The year after Chotek conducted his interviews he was solicited by the ‘Committee of Czech Associations’ to write a book documenting the history of the Czech immigrant community of Cleveland. This work resulted in what is currently believed to be the earliest history book ever written about any Czech immigrant community anywhere in the United States and it covers 192 pages. The title is “Česká Osada a Její Spolkový Život v Cleveland, O. v Severni Americe. Vydano Čechy Clevelandskými za odbývání Národopisné Výstavy v Praze roku 1895, Tiskem Volnosti v Cleveland, Ohio” and is translated as “A Czech Settlement with its Social Life in Cleveland, Ohio, North America. Published by Czech Clevelanders for the Czech 1895 Ethnographic Exposition in Prague. Volnost Publishing, Cleveland, Ohio.” For ease of use, I will refer to this work hereinafter simply as “Česká Osada”.
During the translation of “Česká Osada”, I read a seemingly innocent sentence where Hugo Chotek said “I took it upon myself to determine who were the first Czechs to settle in Cleveland and in 1894 (last year), I personally visited all of the oldest settlers of Czech origin, such as Mrs. Žáková, Mrs. Havlíčková, Mr. Josef Novák, Martin Kerjčí, J. Kříže, J. Štĕdronský, Leo. Levý, B. Wiedenthal, M. Stein and others.” He then went on to say “I wrote about my entire meeting with Levý in my article in the book Amerikán.” I must have read and re-read this sentence dozens of times to make sure I was correct in what I believed he said. Then I set out to find this most intriguing article that author Chotek alluded to.
The first thing I discovered was that the ‘Amerikán’ that Chotek referenced was actually the Amerikán Národní Kalendář (Amerikán). Amerikán, an annual journal, was published in the Czech language in Chicago, Illinois continuously from 1878 through 1954. Each issue of this journal contained a collection of short stories, articles, poetry, images, and other items of general interest to the Czech and Slovak populations of the United States. I discovered that the most complete set of these publications is held at the Archive of Czechs and Slovaks Abroad, which is housed within the Regenstein Library of the University of Chicago.
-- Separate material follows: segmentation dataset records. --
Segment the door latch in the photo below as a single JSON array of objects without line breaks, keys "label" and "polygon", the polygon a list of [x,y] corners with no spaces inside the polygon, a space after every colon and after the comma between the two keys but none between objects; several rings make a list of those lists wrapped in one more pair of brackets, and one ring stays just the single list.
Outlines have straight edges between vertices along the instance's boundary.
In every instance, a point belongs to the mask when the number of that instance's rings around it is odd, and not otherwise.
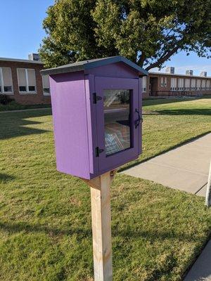
[{"label": "door latch", "polygon": [[104,150],[99,148],[98,146],[97,146],[95,149],[95,155],[96,157],[98,157],[100,156],[100,153],[102,153],[104,151]]},{"label": "door latch", "polygon": [[96,104],[98,100],[101,100],[102,97],[97,96],[96,93],[93,93],[93,103]]}]

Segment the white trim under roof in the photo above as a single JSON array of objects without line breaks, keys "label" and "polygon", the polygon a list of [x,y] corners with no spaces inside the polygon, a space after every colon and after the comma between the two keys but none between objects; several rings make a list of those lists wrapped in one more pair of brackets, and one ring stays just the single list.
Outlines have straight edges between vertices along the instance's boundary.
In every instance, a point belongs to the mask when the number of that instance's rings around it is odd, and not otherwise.
[{"label": "white trim under roof", "polygon": [[38,65],[43,65],[44,63],[41,60],[22,60],[20,58],[0,58],[0,61],[10,61],[15,63],[36,63]]},{"label": "white trim under roof", "polygon": [[210,79],[211,78],[211,77],[204,77],[204,76],[196,76],[196,75],[187,75],[187,74],[177,74],[177,73],[174,73],[173,74],[172,74],[172,73],[167,73],[167,72],[153,72],[153,71],[149,71],[148,72],[148,74],[156,74],[156,75],[169,75],[169,76],[177,76],[177,77],[178,77],[178,76],[181,76],[181,77],[189,77],[189,78],[191,78],[191,77],[193,77],[193,78],[201,78],[201,79]]}]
Through the good offices of the director, Ms. June Pachuta Farris, I obtained a digital copy of this shorter 11 page article by Hugo Chotek in Volume XVIII published in 1895 and titled “Pamĕti prvních Čechů v Cleveland, O.” which translates to “Memories of the First Czechs in Cleveland, Ohio” (“Memories”). With the assistance of our partner, Karl Kosman, owner of KENAX Translation Agency, after we completed our translation of “Česká Osada” we translated this second work by Chotek and found that just as Chotek had said this article was the result of his interviews with members of the very earliest Czech immigrants to Cleveland. For the first time in history the words sprang from the pages in English. The more I read, the more I was intrigued by the details, names, and stories of these Czech settlers.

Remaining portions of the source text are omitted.